而梁国的后方,大批草原部落的强兵开始浑水摸鱼。原本纳兰延偷袭梁国被呼卓大汗知道后,最初是雷霆大怒,虽然他们在草原上称霸,可是由于苛刻的生存环境,他们根本就没有足够的粮草与足够好的军备,对上中原强国那是不堪一击,尤其是在大梁正大胜大靖之时,呼卓大汗唯恐避之不及,毕竟谁都知道,大梁与大靖中的一方便是这片大地的心霸主,若是大梁胜了,纳兰延这般做就是将呼卓部落悬在了大刀之下。可如今形势不同了,大靖明显会是即将胜利的那一方,他们出兵,不仅能在大乱之时捞到不少好处,而且对大靖也有相助之功,更能在草原上竖立更大的威望,何乐而不为。
而随着呼卓部落的进攻,其他比较有实力的部落同样想到了这一点儿,纷纷不甘落后的出兵大梁,一时间,大梁可谓四边唱歌。可是,在这样的迫在眉睫的时刻,在大梁文武百官都急得如同热锅上的蚂蚁时,梁国如今的掌权人梁玉熙却是充耳不闻,任凭朝臣长跪宫门而不见,任凭奏章如流水涌来而不批。
可是谁又曾想到,梁太子的不批不朝,全然是因为他此刻并不在宫中。
“墨儿果然妙手回春,短短的七日便能让我行走如常。”梁都一座宽敞却简单的四合院。院子里,梁玉熙一身天青锦袍被玄色的貂裘覆盖,站在仍然覆盖着薄薄一层碎雪的苍松,回头看着自己在雪地里留下的一窜足印,心中的激动难以言喻。
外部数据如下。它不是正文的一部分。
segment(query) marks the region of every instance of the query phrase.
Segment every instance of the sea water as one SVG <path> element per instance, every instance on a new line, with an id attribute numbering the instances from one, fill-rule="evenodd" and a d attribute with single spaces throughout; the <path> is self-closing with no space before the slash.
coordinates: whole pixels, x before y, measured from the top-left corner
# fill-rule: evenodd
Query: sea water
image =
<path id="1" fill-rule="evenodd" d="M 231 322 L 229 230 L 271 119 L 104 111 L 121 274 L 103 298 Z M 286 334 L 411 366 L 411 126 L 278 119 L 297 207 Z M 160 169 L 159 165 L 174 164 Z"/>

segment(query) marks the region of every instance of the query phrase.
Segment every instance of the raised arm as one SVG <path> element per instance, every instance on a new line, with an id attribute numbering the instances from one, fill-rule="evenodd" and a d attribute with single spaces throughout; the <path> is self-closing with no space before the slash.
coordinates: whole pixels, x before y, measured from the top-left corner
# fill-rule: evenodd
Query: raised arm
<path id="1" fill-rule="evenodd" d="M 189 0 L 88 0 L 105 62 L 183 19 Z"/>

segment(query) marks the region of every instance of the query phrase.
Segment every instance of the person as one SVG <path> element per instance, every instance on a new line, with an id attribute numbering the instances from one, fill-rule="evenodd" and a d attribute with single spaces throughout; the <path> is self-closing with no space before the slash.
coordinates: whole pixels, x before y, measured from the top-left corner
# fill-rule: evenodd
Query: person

已经是十七年没有落地了,他几乎都忘记了如何行走,真没有想到他还能再用这双脚行路。
“其实你的筋脉并没有断,并且膝骨中有活肉长出,真正让你无法行走的乃是你体内的毒素,只要毒转移出双脚,便可以试着行走。”楚淡墨站在开始融雪的回廊屋檐下,看着梁玉熙的喜形于色,心中也莫名的跟着高兴。
可转眼一想到明日便是年三十,眼前这个风姿卓越的男子生命正在一点点无可挽留的流逝,眼神不由得一暗。尽管她与他站在对立的两房,他们也应该算得上是敌人,可是他们之间总是萦绕着一股说不清道不明的情愫,让她对他莫名的依赖于心疼。
梁玉熙抬头正好看见楚淡墨楚淡墨眼中一闪而过的黯然,聪明如他,又怎么会看不出楚淡墨的心意,唇角柔和的扬起:“墨儿,你可知今儿是什么日子?”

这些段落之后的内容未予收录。